Editorial du « Monde ». Daphne Caruana Galizia a été assassinée le 16 octobre2017. Une bombe a explosé sous le siège de sa voiture, un voisin l’a entendue crier, elle est morte brûlée vive. La journaliste d’investigation maltaise traquait depuis des années la corruption dans son île de Malte, et elle n’avait pas hésité à mettre en cause les plus hautes autorités de son pays.

Daphne se battait, avec hargne, sur un blog très suivi, dans lequel elle ne respectait pas toujours méticuleusement les règles du journalisme. Elle était attaquée de toute part en diffamation mais elle avait ouvert des pistes sérieuses d’enquête et notamment mis au jour l’implication de proches du premier ministre dans les « Panama Papers » ou le compte à Jersey du chef de l’opposition. La journaliste était courageuse, controversée, et profondément pessimiste. Elle n’osait plus sortir de chez elle et avait écrit, avant de mourir, cette ultime phrase : « Il y a désormais des escrocs partout. La situation est désespérée. »

Dix-huit médias internationaux ont regroupé leurs forces pour empêcher que sa mort n’éteigne ses enquêtes. En France, Le Monde, Radio France et Premières Lignes (pour « Envoyé spécial ») ; au Royaume-Uni, le Guardian et l’agence Reuters ; en Allemagne, la Süddeutsche Zeitung ; aux Etats-Unis, le New York Times, et, bien sûr, le Times of Malta se sont regroupés dans une association baptisée Forbidden Stories (« histoires oubliées »).
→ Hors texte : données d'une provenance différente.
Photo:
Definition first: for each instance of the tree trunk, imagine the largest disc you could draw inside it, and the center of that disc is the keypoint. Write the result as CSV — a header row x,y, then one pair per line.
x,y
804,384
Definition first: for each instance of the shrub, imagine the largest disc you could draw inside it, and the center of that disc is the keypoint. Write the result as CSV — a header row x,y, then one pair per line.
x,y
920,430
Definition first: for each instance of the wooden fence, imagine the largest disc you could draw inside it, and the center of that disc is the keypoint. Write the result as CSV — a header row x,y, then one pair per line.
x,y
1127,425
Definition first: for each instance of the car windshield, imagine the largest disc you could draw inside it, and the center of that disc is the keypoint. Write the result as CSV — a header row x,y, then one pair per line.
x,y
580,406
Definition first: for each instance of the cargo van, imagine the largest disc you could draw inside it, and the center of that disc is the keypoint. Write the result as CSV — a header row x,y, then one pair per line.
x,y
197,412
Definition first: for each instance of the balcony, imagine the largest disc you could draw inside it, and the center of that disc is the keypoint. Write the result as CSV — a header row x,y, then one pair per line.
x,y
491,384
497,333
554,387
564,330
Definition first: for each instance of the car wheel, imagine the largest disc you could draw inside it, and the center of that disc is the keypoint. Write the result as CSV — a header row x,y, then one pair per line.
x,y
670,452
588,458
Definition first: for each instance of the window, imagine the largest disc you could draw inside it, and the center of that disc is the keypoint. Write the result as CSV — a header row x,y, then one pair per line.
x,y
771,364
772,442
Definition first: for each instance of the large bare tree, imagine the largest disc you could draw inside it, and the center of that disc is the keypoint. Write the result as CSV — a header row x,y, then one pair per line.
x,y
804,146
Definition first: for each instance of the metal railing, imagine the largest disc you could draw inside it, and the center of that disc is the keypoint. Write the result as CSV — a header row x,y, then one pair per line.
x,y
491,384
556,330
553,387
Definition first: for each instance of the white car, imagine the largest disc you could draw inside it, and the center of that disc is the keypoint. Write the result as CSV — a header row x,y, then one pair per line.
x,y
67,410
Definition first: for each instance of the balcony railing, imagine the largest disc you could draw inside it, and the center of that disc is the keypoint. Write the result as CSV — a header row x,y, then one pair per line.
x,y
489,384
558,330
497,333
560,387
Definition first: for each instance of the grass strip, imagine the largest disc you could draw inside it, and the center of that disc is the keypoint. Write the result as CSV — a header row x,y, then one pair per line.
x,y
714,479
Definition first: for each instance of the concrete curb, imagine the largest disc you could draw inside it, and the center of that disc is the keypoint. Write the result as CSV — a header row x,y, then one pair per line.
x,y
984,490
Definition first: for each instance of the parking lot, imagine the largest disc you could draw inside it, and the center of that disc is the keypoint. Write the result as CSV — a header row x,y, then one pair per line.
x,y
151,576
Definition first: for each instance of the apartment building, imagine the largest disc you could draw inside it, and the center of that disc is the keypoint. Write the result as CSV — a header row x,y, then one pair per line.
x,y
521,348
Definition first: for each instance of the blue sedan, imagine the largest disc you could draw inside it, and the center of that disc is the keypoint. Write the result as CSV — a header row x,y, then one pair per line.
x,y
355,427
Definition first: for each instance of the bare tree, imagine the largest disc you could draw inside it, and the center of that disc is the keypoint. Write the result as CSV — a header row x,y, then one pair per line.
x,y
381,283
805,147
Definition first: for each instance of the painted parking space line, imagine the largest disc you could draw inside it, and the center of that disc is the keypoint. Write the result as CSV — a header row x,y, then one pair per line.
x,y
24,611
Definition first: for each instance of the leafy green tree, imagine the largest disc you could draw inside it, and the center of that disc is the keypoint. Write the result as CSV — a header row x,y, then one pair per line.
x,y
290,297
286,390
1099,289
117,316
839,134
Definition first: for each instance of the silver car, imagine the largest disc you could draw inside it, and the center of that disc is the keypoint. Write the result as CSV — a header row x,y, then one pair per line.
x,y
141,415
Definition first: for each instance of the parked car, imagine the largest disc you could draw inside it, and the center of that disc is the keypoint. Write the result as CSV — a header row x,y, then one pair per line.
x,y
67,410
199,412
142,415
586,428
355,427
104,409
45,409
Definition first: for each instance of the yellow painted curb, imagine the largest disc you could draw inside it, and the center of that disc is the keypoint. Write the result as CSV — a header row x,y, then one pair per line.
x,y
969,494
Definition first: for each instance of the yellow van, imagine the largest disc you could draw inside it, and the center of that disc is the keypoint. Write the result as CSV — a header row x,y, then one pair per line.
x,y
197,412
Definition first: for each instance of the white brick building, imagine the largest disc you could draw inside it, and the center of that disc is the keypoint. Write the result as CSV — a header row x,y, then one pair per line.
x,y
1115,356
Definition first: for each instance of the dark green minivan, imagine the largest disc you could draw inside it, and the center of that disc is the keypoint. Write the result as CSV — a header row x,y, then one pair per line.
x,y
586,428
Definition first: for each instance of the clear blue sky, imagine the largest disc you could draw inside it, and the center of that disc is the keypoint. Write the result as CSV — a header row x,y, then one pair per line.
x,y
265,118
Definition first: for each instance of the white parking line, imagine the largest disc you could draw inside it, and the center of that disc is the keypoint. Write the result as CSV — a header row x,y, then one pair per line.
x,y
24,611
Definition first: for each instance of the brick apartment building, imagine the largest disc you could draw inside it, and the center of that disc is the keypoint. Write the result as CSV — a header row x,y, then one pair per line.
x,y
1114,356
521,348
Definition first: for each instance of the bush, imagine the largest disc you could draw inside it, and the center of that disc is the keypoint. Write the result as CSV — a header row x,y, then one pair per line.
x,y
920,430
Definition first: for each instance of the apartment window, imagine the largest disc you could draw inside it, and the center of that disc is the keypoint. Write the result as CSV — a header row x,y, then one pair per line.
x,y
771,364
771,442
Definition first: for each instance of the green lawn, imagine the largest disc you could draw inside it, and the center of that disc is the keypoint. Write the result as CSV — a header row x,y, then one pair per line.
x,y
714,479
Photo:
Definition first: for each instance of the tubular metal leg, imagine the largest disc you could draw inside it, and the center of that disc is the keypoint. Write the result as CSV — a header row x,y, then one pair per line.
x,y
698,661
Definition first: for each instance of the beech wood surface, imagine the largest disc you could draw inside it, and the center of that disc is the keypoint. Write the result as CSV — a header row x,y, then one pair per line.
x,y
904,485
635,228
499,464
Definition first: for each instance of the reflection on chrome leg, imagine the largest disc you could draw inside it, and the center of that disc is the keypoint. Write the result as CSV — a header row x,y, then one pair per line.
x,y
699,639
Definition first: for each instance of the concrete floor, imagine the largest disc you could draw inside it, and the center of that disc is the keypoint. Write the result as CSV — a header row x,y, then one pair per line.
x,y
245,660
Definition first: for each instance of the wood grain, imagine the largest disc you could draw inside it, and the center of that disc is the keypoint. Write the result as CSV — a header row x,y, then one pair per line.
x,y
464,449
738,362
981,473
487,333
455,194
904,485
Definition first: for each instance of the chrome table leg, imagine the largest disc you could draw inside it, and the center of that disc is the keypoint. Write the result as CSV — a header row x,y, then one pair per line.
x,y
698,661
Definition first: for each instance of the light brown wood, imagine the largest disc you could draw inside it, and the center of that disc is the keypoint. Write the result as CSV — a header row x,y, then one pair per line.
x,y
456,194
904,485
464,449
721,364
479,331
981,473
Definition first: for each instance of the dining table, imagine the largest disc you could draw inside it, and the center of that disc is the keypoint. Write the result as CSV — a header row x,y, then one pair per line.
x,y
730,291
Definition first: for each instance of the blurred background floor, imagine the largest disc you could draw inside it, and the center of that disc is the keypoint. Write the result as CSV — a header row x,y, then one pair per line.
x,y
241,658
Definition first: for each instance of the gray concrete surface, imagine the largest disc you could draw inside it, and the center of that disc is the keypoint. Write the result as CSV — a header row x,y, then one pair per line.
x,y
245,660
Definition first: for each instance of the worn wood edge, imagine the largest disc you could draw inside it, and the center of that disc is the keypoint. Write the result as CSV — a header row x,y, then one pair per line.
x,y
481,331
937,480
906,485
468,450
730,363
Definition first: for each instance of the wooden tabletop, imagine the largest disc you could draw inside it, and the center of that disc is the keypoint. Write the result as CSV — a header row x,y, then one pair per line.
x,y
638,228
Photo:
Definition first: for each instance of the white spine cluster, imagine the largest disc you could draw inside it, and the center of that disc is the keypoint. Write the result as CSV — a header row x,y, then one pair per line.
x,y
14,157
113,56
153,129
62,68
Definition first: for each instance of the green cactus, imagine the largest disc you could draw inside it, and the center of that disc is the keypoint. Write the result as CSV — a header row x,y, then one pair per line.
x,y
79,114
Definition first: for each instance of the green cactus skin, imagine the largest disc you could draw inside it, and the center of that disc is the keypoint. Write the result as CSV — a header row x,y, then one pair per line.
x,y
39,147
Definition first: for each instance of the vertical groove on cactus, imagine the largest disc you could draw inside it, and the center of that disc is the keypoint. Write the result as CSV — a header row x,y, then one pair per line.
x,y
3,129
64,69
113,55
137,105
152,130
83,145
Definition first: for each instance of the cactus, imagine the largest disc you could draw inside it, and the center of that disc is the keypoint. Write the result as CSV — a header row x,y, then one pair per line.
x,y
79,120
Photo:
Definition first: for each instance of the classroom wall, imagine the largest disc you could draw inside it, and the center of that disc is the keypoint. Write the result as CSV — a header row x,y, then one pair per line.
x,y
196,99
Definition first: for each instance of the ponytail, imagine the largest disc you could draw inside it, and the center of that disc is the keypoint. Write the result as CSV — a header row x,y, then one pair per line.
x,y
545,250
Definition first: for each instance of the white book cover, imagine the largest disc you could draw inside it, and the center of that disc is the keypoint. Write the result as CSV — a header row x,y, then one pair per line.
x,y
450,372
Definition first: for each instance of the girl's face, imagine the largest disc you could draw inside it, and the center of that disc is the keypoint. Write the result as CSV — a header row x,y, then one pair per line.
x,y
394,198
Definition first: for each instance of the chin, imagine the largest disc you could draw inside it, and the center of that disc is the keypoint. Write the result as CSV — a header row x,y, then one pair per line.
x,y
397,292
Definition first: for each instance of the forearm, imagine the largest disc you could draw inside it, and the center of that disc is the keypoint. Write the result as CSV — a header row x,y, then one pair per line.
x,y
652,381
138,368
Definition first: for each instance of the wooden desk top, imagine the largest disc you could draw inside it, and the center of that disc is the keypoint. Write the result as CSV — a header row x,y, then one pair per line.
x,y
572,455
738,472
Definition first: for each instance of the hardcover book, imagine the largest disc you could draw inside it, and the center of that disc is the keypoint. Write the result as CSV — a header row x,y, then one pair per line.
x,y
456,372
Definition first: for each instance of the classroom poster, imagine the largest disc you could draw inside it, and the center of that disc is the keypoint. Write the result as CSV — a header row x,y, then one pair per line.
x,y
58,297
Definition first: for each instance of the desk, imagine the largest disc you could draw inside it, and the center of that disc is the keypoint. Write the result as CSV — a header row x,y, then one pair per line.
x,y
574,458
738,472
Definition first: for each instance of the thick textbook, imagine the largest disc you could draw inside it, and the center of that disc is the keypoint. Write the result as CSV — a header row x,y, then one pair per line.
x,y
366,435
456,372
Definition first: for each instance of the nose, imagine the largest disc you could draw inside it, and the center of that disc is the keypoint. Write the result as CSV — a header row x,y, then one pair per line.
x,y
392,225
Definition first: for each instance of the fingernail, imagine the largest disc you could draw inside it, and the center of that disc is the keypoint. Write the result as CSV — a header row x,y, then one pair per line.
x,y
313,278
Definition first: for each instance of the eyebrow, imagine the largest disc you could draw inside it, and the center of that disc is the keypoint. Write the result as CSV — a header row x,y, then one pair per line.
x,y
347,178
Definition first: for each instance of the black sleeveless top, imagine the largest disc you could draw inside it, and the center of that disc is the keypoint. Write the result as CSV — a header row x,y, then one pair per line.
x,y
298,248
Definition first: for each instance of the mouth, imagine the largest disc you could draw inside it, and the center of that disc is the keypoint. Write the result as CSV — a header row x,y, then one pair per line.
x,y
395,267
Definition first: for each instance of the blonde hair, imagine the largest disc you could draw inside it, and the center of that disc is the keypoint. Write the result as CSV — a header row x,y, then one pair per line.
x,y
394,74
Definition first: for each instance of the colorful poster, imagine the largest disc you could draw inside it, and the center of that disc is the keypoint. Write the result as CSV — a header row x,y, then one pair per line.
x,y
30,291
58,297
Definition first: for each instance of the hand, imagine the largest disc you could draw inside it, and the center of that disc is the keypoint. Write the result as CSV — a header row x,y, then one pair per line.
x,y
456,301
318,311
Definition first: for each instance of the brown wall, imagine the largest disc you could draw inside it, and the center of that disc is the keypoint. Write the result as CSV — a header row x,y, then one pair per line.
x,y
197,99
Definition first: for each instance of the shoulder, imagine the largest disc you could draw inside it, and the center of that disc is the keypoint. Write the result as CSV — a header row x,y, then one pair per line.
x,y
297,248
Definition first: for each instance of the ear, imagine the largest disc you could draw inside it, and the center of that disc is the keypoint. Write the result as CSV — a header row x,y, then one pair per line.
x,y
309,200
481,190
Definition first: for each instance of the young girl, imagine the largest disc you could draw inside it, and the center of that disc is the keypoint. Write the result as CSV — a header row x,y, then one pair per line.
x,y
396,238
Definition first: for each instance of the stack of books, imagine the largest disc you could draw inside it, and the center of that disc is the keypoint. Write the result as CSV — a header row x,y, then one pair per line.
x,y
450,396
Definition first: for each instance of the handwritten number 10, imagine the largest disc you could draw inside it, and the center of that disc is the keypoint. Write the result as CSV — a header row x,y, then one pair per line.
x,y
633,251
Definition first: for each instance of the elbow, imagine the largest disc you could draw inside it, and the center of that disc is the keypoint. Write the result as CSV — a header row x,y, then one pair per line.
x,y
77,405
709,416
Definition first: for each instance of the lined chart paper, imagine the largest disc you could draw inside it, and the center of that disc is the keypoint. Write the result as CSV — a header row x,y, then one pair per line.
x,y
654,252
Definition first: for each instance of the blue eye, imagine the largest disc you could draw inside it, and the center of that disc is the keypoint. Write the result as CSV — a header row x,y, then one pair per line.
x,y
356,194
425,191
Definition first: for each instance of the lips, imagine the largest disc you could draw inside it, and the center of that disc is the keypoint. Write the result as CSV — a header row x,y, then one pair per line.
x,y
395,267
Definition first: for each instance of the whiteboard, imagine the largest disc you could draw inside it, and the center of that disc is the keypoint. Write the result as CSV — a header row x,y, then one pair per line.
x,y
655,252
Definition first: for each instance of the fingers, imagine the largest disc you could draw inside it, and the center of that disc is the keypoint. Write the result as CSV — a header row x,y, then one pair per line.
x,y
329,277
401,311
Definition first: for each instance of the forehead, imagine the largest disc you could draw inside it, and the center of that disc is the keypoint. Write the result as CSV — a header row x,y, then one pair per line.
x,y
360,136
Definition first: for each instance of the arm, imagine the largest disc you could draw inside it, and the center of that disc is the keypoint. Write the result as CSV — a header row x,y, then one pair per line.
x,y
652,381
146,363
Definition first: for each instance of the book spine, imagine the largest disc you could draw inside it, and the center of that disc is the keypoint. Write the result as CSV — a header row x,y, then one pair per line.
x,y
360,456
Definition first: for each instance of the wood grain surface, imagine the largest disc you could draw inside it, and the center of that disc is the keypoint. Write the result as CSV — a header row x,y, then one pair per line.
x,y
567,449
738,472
Etat des lieux complet de l’enquête

Pendant cinq mois, quarante-cinq journalistes ont travaillé ensemble, dans le secret, et ont enquêté sur place. D’abord sur la mort de Daphne : trois hommes ont été assez vite interpellés par la police maltaise, appuyée par le FBI. Mais ces hommes de main n’ont toujours pas dit un mot sur les éventuels commanditaires d’un assassinat techniquement assez sophistiqué. La journaliste avait beaucoup d’ennemis, et l’enquête sur ce point n’avance guère. Le Monde propose aujourd’hui un état des lieux complet de l’enquête judiciaire – et continuera, avec ses partenaires, à chercher le secret de cet assassinat.

Défendre la mémoire de Daphne Caruana Galizia imposait encore de poursuivre et d’étayer les propres enquêtes de la journaliste. Les « Panama Papers » et les « Paradise Papers » ont déjà levé un coin du voile sur les paradis fiscaux et notamment les pratiques d’optimisation fiscale, à Malte, sur la vente des yachts. Forbidden Stories va permettre de poursuivre nos révélations sur certaines des pratiques discutables de l’île – quatre pages du Monde présenteront demain les premiers résultats de notre enquête.

Malte est depuis 2004 membre de l’Union européenne et, à ce titre, engage l’ensemble de l’Europe – des passeports maltais ont d’ailleurs été retrouvés par nos enquêteurs chez de puissants personnages, et jusqu’en France.

Soixante-cinq journalistes ont été tués dans le monde en 2017

Le Monde s’attachera à poursuivre avec rigueur et en toute indépendance l’enquête sur ces dossiers – pendant le temps qu’il faudra. Car la transparence des systèmes politiques et financiers, fût-elle stimulée par les révélations de la presse, est une condition essentielle de la démocratie. Au travers de Forbidden Stories, comme auparavant les « Panama Papers » ou les « Paradise Papers », la coopération entre journalistes du monde entier fait une nouvelle fois la démonstration de sa force et de son efficacité. Elle permet en effet de poursuivre et de mener à bien des enquêtes qui exposent souvent dangereusement des journalistes quand ils sont par trop isolés.

Il est en effet inacceptable qu’une journaliste soit attaquée en dehors des tribunaux, en dehors des règles de droit connues de tous et respectées. Soixante-cinq journalistes ont été tués dans le monde en 2017, a recensé Reporters sans frontières. Vingt-six sur le terrain, dans des zones de guerre. Trente-neuf ont été sciemment assassinés. Dont Daphne Caruana Galizia.